Zero waste and litter on the air, wastewater agreement in Delaware and water cartographic flair in today’s news.

The trash talk continues, this time on the airwaves. On WHYY’s Radio Times Wednesday, Zero Waste and Litter Director Nic Esposito and Keep Philadelphia Beautiful’s executive director Michelle Feldman talk about cleaning the city in the past decade, an unintentional self-fulfilling prophecy and Philadelphia’s action plan to get to zero waste by 2035.

Imagine having your high school yearbook in a museum exhibit as an artifact of your esteemed life and work. Well if you’re Louis Kahn, the Vitra Design Museum in Germany has done just that, curating a show that offers an international take on the architect’s career. Philadelphians can piece together Kahn’s life, personal experiences and the marquee projects that catapulted him from a “talented, if not particularly groundbreaking, modernist, to one of the greatest architects of the 20th century.” Inga Saffron highlights the interesting, and sometimes horrifying, pieces on display as the international show makes its final stop at the Fabric Workshop.

Habitat for Humanity volunteers are helping neighbors upgrade Sharswood’s century-old recreation center, WHYY’s Tom MacDonald reports. Neighborhood volunteers and Habitat workers tackled the rec center’s key issues—handicap accessibility and poor drainage—by adding a garden and seating for older residents. In partnership with the Philadelphia Housing Authority, Habitat has rehabbed 40 homes in Sharswood and plan to build 21 more in the spring.

In water news, Sussex County Council has approved an expanded agreement with the City of Rehoboth Beach that allows the city to construct a $52.5 million ocean outfall disposal system that will release treated wastewater into the Atlantic Ocean, WHYY’s Zoë Read reports.

In more water news, a Pennsylvania judge has approved an agreement between Sunoco Pipeline and three environmental groups during construction of the Mariner East 2 pipeline, StateImpact PA’s Jon Hurdle reports. The agreement requires the company to give nearby landowners 10 days’ notice of its plans to drill, test landowners’ water and re-evaluate the geology of the sites to prevent more spills of drilling fluid.

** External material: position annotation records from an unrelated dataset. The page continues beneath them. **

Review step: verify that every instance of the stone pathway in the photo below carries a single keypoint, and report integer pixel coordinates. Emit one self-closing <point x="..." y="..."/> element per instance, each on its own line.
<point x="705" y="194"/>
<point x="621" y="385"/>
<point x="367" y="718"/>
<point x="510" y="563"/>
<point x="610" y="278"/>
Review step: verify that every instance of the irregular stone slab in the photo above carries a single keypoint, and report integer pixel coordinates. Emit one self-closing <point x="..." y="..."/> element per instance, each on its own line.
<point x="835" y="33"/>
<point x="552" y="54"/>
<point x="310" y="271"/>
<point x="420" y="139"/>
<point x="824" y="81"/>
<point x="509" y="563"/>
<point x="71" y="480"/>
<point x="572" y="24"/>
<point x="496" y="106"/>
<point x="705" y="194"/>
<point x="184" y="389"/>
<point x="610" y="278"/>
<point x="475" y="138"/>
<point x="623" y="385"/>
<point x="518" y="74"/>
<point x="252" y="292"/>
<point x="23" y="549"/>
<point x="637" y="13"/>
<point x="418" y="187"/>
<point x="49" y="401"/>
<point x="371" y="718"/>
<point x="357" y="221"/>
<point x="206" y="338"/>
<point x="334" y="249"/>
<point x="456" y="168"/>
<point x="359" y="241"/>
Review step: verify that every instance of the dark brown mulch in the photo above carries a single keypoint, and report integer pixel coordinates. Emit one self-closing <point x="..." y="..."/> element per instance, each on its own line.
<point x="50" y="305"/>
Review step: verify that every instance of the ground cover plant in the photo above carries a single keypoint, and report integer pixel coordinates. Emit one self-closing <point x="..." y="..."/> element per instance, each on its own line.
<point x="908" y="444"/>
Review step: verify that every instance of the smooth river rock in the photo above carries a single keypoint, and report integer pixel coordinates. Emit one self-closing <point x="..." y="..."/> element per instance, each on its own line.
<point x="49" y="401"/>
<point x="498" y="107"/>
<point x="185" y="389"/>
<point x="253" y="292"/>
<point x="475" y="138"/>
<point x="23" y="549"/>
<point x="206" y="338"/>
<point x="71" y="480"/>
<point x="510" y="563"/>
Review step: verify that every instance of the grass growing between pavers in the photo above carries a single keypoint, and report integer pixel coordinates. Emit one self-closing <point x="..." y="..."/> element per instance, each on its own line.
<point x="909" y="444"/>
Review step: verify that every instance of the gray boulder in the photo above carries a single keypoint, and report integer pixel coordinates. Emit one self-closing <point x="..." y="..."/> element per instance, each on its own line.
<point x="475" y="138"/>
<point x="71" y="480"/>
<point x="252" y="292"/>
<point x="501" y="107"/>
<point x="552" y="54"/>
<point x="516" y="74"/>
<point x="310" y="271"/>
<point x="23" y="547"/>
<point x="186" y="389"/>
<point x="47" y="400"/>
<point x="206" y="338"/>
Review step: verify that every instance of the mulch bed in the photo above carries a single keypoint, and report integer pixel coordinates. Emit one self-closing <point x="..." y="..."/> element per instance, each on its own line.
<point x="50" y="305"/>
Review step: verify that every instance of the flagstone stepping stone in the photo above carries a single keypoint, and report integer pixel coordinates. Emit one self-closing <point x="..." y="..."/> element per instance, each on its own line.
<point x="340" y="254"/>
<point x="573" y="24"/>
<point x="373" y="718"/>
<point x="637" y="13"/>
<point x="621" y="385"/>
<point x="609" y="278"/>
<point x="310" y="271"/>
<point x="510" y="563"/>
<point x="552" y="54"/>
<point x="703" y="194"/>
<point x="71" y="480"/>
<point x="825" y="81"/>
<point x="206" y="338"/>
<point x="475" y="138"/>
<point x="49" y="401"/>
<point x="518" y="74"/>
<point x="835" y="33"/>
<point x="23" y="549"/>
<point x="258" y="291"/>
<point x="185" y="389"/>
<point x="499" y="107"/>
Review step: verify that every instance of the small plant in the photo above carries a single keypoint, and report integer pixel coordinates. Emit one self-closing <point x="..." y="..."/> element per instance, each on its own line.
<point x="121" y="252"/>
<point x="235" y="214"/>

And in water views, nonprofit group Guerrilla Cartography’s latest project, Water: An Atlas, explores the importance of water through more than 80 maps ranging from ancient mythology to modern warfare. According to National Geographic’s All Over the Map, Guerrilla Cartography crowdsourced maps from artists, activists, academics, and other mapmakers to create a ‘bottom-up’ atlas.